Une puissance pourvue de pareils moyens d’action pouvait-elle continuer à suivre une politique d’isolement par rapport au reste de l’univers ? Washington, à cet égard, avait par ses instructions testamentaires rendu ses concitoyens méfiants. La majorité de ceux-ci persistaient à penser qu’envers l’étranger une complète indifférence gouvernementale resterait compatible avec l’extension indéfinie des relations d’affaires. Mais d’une part la famille anglo-saxonne ne se bornait plus à l’aïeule au joug de laquelle on s’était soustrait jadis ; il y avait les autres communautés, l’Australie surtout, avec lesquelles il était naturel que l’on cultivât les liens de parenté. D’autre part, depuis le fameux message rédigé en 1823 par le président Monroe[1] les États-Unis se sentaient investis de la mission sacrée de veiller sur l’indépendance des autres républiques américaines.
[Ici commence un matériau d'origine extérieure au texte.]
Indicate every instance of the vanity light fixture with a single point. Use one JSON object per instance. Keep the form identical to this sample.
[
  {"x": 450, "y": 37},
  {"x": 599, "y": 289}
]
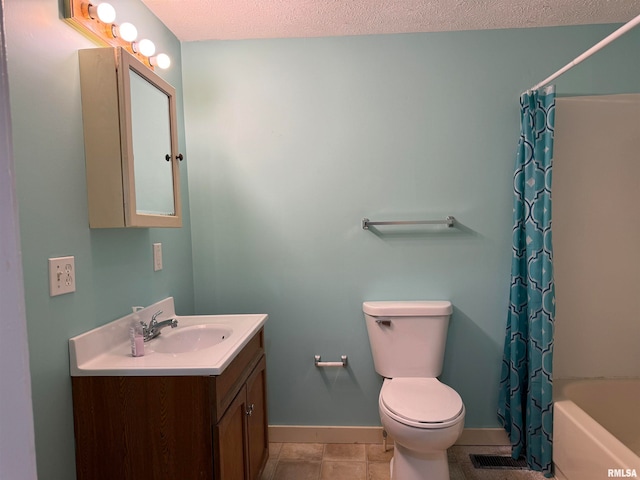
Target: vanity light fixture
[
  {"x": 95, "y": 19},
  {"x": 102, "y": 11}
]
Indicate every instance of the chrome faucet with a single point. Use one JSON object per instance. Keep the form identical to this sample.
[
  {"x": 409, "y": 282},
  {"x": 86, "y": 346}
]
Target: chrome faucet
[{"x": 154, "y": 328}]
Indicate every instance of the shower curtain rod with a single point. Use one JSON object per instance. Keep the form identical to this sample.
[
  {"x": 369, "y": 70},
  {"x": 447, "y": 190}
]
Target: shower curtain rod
[{"x": 601, "y": 44}]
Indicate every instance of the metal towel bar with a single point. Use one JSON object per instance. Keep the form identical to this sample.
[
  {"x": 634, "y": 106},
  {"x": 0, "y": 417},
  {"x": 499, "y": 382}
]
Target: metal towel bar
[
  {"x": 342, "y": 363},
  {"x": 450, "y": 221}
]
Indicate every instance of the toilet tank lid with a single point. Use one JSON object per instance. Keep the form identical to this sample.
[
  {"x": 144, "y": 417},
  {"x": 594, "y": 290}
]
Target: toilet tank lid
[{"x": 421, "y": 308}]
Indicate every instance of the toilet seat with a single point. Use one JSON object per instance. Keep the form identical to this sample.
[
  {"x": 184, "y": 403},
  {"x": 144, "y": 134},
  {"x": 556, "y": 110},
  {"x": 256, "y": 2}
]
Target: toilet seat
[{"x": 421, "y": 402}]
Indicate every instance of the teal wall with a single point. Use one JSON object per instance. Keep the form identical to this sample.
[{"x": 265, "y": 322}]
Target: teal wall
[
  {"x": 114, "y": 267},
  {"x": 293, "y": 141}
]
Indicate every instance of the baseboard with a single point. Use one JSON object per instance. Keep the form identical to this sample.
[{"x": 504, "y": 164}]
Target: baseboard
[{"x": 332, "y": 434}]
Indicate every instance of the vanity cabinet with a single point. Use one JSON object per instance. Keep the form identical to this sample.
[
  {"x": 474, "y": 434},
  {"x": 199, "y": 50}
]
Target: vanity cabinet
[
  {"x": 131, "y": 142},
  {"x": 174, "y": 427}
]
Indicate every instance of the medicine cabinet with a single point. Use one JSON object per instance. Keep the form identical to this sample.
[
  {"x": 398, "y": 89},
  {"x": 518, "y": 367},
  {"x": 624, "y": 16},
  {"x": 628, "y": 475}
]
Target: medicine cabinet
[{"x": 131, "y": 144}]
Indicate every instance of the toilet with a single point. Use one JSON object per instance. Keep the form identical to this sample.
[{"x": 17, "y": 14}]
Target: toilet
[{"x": 423, "y": 415}]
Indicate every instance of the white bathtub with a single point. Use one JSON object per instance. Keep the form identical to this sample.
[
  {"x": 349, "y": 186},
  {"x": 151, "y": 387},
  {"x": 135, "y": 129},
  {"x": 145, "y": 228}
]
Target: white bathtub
[{"x": 596, "y": 429}]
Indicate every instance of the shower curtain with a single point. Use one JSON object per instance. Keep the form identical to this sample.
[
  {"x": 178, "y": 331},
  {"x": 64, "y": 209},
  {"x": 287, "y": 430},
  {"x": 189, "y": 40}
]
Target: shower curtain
[{"x": 525, "y": 403}]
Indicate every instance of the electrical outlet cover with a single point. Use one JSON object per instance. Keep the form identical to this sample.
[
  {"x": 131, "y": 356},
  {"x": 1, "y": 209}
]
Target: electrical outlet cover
[
  {"x": 62, "y": 275},
  {"x": 157, "y": 257}
]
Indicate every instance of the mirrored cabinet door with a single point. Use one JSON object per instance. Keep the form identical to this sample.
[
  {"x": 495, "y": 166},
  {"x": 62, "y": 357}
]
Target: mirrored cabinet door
[{"x": 132, "y": 161}]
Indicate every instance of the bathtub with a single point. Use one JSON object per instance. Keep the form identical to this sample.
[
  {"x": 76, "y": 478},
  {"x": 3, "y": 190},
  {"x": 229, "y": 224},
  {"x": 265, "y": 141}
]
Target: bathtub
[{"x": 596, "y": 429}]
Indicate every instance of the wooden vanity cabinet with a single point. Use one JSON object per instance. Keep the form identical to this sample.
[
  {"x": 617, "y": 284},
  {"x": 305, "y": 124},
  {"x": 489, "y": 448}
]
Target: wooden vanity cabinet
[{"x": 180, "y": 427}]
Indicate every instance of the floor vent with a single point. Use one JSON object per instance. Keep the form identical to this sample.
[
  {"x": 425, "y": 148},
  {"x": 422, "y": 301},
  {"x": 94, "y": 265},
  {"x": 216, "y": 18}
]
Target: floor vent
[{"x": 498, "y": 462}]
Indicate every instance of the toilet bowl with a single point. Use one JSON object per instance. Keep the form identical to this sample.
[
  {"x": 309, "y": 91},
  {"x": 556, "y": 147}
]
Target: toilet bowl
[
  {"x": 425, "y": 418},
  {"x": 423, "y": 415}
]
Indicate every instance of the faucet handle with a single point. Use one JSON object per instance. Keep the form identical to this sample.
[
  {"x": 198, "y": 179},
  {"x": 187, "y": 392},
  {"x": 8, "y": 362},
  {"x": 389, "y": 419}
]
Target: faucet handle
[{"x": 155, "y": 316}]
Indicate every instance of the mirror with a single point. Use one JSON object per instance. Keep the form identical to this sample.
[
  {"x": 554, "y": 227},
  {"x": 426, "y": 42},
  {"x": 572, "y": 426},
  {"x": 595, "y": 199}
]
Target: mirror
[
  {"x": 151, "y": 135},
  {"x": 129, "y": 118}
]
Par ce double canal s’introduisit l’obligation d’une politique extérieure ; et lorsque la guerre de 1898 eut arraché Cuba à l’Espagne et parachevé de la sorte l’émancipation de ses anciennes colonies, il devint malaisé au vainqueur de repousser les conséquences de sa victoire et de se tenir en dehors des litiges mondiaux. Le citoyen l’eût-il voulu du reste que son journal l’en eût empêché. Dès 1870 sur trente huit millions d’habitants la presse américaine comptait près de vingt et un millions d’abonnés auxquels elle distribuait un milliard et demi d’exemplaires : chiffres extraordinaires… et combien dépassés depuis ! C’était là un phénomène inédit. Disposant de ressources presque illimitées, surexcitée par une concurrence jamais assouvie, cette presse traita la planète comme son domaine ne voulant pas que

  1. Le président des États-Unis y proclamait que le sol américain ne devait plus « être considéré comme susceptible de colonisation par aucune puissance européenne ». Ce célèbre document daté de décembre 1823 prit par la suite une valeur rétrospective énorme. On y vit une « doctrine », presque un dogme.